The oil rally was principally a result of the positive market sentiment created by the outlook for fiscal stimulus in the United States and reports regarding covid-19 vaccines’ effectiveness.
The optimism damaged the dollar, supporting commodities priced in the US currency. But it seems like the optimism has been declining as traders have been shifting towards safer assets. Consequently, crude slumped, though the Brent grade has still been trading over the $60 level at the writing time.
Besides the market sentiment, oil had its own ideas to rally.
OPEC+ oil production cuts, especially the declaration by Saudi Arabia to cut its output past the accepted amount, extended to support prices.

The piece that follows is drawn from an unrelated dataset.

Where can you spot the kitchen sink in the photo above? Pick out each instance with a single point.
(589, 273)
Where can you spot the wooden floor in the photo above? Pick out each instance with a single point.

On top of that, supply from Libya has been interrupted. This is due to the Petroleum Facilities Guards’ ongoing strike at the country’s export terminal over postponed salary payments. Meantime, Iran’s export still has difficulty reaching the global market. The reason behind this is that the United States maintains penalties facing the Middle Eastern nation.
Futures for WTI crude oil delivery in March fell by $0.38 (0.66%) to $57.59 per barrel as of 11:41 GMT on NYMEX today. Brent crude for delivery in April slumped by $0.21 (0.35%) to $60.35 per barrel on ICE. March natural gas fell by $0.07 (2.46%) to $2.81 per million British thermal units on NYMEX.